Published August 24, 2017
Pay Equity: Top Ten Things Every Employer Should Know
- On June 1, 2017, Oregon Governor Kate Brown signed into law the Equal Pay Act of 2017 (“the Act”) to address pay disparities among women, minorities, and other protected classes.
- For purposes of the Act, compensation includes wages, salary, bonuses, benefits, fringe benefits, and any equity based compensation.
- Protected classes that are covered under the Act include any group of persons distinguished by race, color, religion, sex, sexual orientation, national origin, marital status, disability, or age.
- The Act makes it unlawful for an employer to screen job applicants based on current or past compensation, or to determine compensation for a position based on current or past compensation of that prospective employee.
- Pay differences between employees will be lawful only if based on a holistic evaluation of certain factors, including seniority, merit, measureable differences in quality or quantity of work, travel, education, training, and experience.
- Employers are required to post a notice of new requirements under the Act in every establishment where employees work.

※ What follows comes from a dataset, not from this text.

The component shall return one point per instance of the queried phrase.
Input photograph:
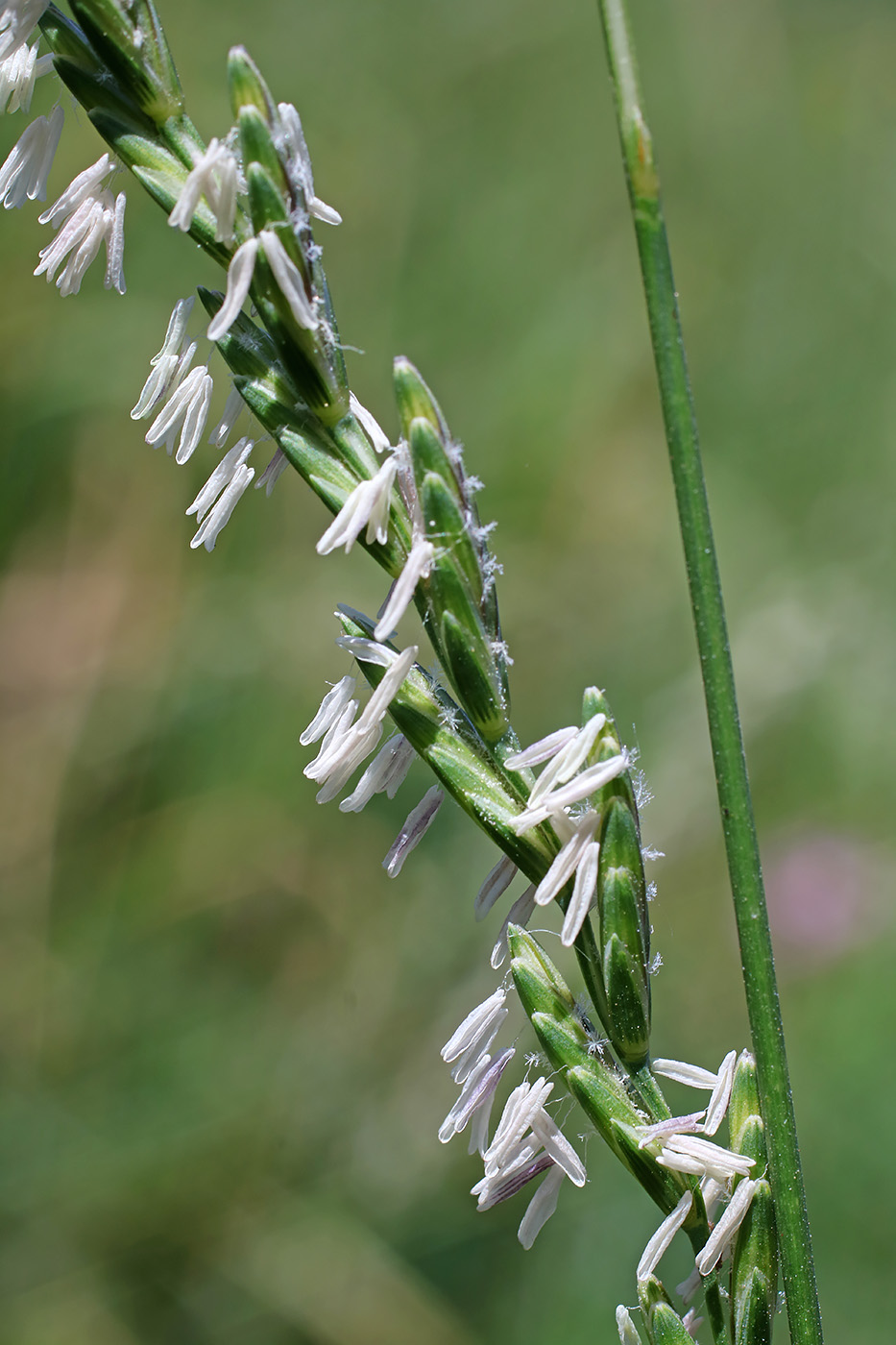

- An employee who brings suit to enforce their rights under the Act may bring that suit either on behalf of themselves or on behalf of other employees similarly situated.
- Employers will be liable for attorney’s fees to a prevailing employee for any action brought to enforce the employee’s rights under the Act. Employers will also be liable to the employee for back pay for either the two-year period immediately preceding the filing of a complaint or for the period of time that the employee was subject to an unlawful wage differential by the employer.
- The Act presents unique challenges for employers, who must become more diligent in how they screen new applicants, negotiate pay and benefits, and track employee performance as it relates to their compensation.
- The Act will be phased in gradually. Although most changes do not take effect until January 1, 2019 (including the posting requirements and the availability of a private cause of action on the basis of discrimination), the ban on inquiries into current or past compensation takes effect on October 6, 2017, and BOLI will have the authority to issue civil fines for non-compliance.